С начала 1990-х годов семья будущего священника Виктора Салтыкова переехала в село Жарки Юрьевецкого района Ивановской области. Вскоре Виктор принял сан дьякона, а затем, после гибели иеромонаха Нестора (Савчука), сан священника. Был настоятелем Казанского храма в селе Жарки и духовником Кинешемской епархии.
Матушка Наталья Евгеньевна Бухарова – филолог, педагог, автор учебно-методического пособия «Святыни Отечества».
В 2018 году отец Виктор и матушка Наталья приняли монашество с именами Иоаким и Анна.
Эти воспоминания матушки Анны об их жизни в Кавказском заповеднике – светлая память об отце Иоакиме.
И всё-таки мы их поймали!
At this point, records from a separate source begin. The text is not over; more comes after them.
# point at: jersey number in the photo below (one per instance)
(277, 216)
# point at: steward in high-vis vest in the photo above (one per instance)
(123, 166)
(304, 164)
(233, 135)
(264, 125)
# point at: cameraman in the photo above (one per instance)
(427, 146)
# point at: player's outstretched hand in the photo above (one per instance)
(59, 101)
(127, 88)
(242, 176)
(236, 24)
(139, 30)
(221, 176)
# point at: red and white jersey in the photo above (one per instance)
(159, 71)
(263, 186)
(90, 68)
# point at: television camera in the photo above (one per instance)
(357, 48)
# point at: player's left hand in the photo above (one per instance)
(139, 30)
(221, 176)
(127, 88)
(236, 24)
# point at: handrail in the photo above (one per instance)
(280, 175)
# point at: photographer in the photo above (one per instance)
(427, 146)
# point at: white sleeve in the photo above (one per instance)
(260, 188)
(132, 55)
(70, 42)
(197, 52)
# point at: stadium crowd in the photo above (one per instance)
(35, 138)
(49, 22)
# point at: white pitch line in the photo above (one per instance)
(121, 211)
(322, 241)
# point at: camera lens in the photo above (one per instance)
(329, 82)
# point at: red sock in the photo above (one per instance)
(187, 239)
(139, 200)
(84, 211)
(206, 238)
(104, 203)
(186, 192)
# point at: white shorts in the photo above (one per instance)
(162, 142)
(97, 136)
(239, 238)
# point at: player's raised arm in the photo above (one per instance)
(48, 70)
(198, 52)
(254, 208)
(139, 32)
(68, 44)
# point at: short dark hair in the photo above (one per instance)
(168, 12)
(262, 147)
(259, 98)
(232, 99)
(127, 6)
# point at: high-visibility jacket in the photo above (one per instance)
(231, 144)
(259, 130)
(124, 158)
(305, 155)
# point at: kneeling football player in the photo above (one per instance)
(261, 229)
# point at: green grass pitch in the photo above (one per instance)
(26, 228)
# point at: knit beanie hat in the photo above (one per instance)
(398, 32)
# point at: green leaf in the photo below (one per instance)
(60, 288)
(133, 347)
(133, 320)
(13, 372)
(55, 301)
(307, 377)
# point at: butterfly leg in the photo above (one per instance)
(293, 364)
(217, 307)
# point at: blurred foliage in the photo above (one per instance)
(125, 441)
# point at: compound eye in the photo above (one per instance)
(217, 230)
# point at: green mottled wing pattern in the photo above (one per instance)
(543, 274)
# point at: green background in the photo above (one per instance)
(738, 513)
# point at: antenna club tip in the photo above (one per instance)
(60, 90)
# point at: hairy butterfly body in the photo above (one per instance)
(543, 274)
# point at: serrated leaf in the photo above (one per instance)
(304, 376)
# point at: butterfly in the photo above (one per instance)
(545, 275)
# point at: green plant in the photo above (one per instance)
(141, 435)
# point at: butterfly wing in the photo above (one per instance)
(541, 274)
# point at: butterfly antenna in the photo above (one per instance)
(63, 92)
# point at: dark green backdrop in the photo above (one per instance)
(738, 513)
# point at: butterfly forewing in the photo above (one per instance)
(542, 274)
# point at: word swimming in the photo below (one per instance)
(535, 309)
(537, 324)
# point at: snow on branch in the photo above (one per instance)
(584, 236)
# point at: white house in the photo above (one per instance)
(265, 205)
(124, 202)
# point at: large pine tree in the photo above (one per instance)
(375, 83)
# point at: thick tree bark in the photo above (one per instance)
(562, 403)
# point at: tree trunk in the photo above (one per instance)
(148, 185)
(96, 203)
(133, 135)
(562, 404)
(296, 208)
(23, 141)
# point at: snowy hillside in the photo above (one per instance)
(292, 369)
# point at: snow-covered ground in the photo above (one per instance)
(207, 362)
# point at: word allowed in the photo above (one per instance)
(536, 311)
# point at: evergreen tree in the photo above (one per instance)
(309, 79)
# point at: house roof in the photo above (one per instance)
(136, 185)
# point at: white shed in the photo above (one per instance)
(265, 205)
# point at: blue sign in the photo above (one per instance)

Всё-таки поймали этих лошадей!
Солнце снова выкатилось из-за второй горы над покосом, когда мы миновали лесок: Кузьмич сбоку по дороге, а я прямо по ручью. По грязи полно следов – и лошадиных, и коровьих, и поросячьих. Хорошо, медвежьих, вроде, нет.
Лесок чист. Серебрятся стволы ольхушек, зеленеет яблонька дичка. Её осыпавшиеся маленькие яблочки светятся, словно зовут, чтобы их скорее заметили, пока они не слились с раскинувшимся вокруг жёлто-коричневым увядающим океаном. Всё чернее круглые листочки диких груш.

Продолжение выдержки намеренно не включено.